RTS Lockstep: How to deal with high latency and packet drops?

Question

In the lockstep RTS model, I understand how games can be made deterministic by sending across commands to run at designated frames in the future. Then, to keep everyone in sync, confirmations are sent back to confirm that the commands were properly received. If the confirmations wasn't received, the command wouldn't run and the game would pause.

My question is how do I keep the confirmation frames in sync? Given at least 2 players i.e. Player_A and Player_B:

It's entirely possible that Player_A might receive confirmation from Player_B but Player_B wouldn't from Player_A, so Player_A would run the command while Player_B would pause and be out of sync. How can this be dealt with? Confirmation for the confirmations?

Answer 1

I highly recommend you study the TCP model; it is very mature and has many features built in over the years, making it a jack-of-all-trades networking protocol. It will likely have features that address any follow-up concerns you may have.

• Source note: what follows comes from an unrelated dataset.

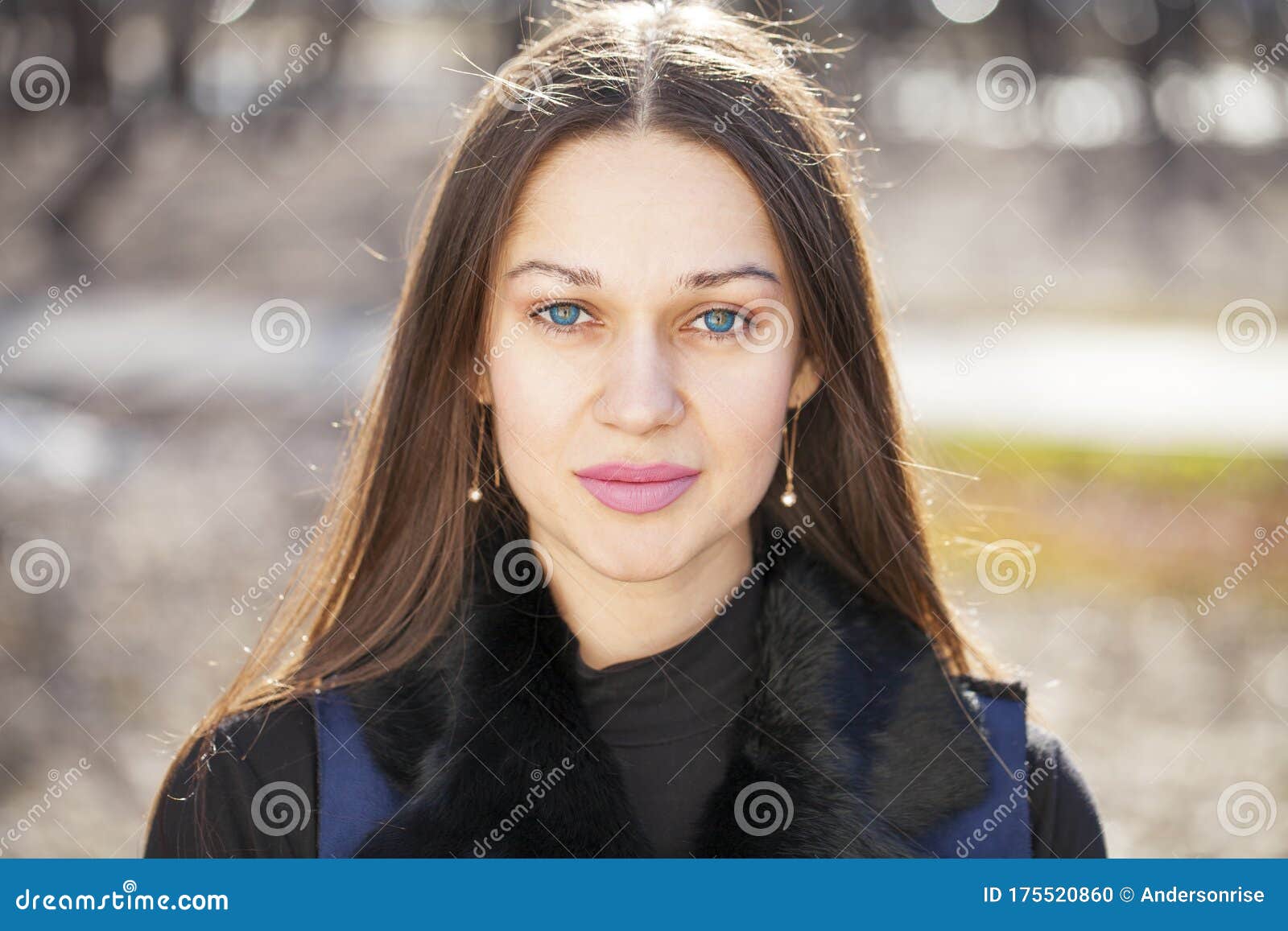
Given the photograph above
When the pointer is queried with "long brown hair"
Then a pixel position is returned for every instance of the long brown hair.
(379, 585)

The scenario you describe is also known as packet loss; Player_A has sent a confirmation to Player_B but Player_B hasn't received it; it may have been lost or delayed. There are a few ways to solve this; the method TCP uses (and is described in this SO question) is retransmission. Since Player_B is expecting a confirmation but hasn't received it, after a while it assumes that its original message was lost, so it retransmits that message. Player_A will see a duplicate message, and send the confirmation (a.k.a. acknowledgement). This process will repeat until the confirmation makes it to Player_B and the world can continue.

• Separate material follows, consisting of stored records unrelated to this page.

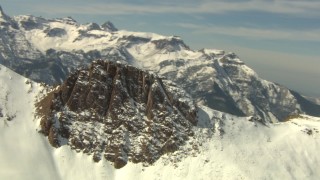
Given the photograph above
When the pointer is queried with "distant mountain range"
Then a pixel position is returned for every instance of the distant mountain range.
(49, 50)
(94, 102)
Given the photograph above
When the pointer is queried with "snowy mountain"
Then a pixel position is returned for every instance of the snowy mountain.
(223, 146)
(118, 112)
(49, 50)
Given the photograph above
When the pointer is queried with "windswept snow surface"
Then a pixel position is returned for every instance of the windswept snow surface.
(227, 147)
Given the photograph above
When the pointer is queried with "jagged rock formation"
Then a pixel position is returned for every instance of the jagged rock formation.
(119, 112)
(48, 50)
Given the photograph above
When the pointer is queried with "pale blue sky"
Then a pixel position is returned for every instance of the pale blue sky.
(280, 39)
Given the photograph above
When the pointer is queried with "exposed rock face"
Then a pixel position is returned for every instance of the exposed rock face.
(215, 78)
(119, 112)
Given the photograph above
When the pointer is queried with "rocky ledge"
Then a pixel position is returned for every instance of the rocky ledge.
(117, 112)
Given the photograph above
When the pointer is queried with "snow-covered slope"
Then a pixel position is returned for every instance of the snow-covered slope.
(223, 147)
(48, 50)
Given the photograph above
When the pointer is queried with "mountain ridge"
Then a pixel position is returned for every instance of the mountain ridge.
(52, 49)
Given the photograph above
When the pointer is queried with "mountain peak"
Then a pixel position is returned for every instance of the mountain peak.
(119, 112)
(109, 26)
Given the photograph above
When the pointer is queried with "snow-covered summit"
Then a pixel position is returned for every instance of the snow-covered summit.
(214, 78)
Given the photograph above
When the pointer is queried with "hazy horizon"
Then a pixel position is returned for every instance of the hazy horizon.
(280, 40)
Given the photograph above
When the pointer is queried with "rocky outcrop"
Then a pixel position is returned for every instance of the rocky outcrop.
(118, 112)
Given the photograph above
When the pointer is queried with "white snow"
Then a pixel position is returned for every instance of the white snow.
(229, 147)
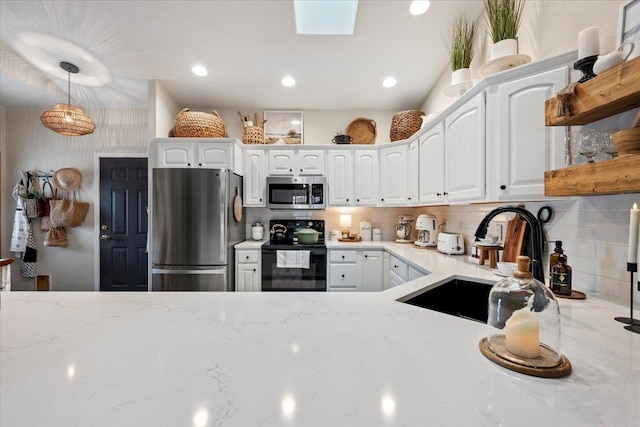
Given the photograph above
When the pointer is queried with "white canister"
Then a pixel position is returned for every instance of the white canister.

The specifics can be quite complex; for example, the amount of time Player_B waits until retransmission - the retransmission timeout - loosely depends on round-trip time; retransmission rates aren't constant, as TCP has a mechanism to throttle back in case the problem is congestion, and retransmitting duplicate packets would worsen the problem. You don't have to worry about any of this if your game uses TCP, but if you don't then it's helpful to look at TCP and how it solves these problems. Just be aware that you may end up re-inventing TCP.

Answer 2

It's been a while but I thought I'd answer for posterity.

The algorithm is simply:

• Each player sends his commands to all other players every turn. (If they have nothing to order in particular, the message could just say "I have 0 commands for turn X".)
• Each player waits for all other players' commands before executing the current turn.

So in the described scenario where PlayerA receives PlayerB's commands, but PlayerB does not receive PlayerA's commands, PlayerA executes the current turn, and then waits for PlayerB's commands before executing the next turn. Meanwhile, PlayerB is still waiting on PlayerA before executing the current turn. Since he is stuck at this turn, he won't be sending commands for the next one, and PlayerA will have to wait. The game is effectively paused for everyone until PlayerB gets the commands it is missing.

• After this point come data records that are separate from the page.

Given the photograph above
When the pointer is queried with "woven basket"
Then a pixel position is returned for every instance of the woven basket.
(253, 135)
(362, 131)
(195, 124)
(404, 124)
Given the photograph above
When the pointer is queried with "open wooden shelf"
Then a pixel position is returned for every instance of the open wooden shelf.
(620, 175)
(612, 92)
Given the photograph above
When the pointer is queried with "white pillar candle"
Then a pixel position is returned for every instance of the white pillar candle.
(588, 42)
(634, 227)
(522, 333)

As this scenario illustrates (PlayerA is done executing the current turn, PlayerB hasn't), it is possible players aren't executing the same turns simultaneously; the synchronicity does not consist in simultaneity but that all players execute the same commands on the same turns.

The Baldur's Gate manual (Baldur's Gate is based on what was designed as an RTS engine originally) stated this:

Baldur’s Gate is an asynchronous game. If you happen to be playing with some body whose system is very close by, you still might see slightly different things happen on each system. The point to remember is that while things happen somewhat differently, the result of the actions is always the same.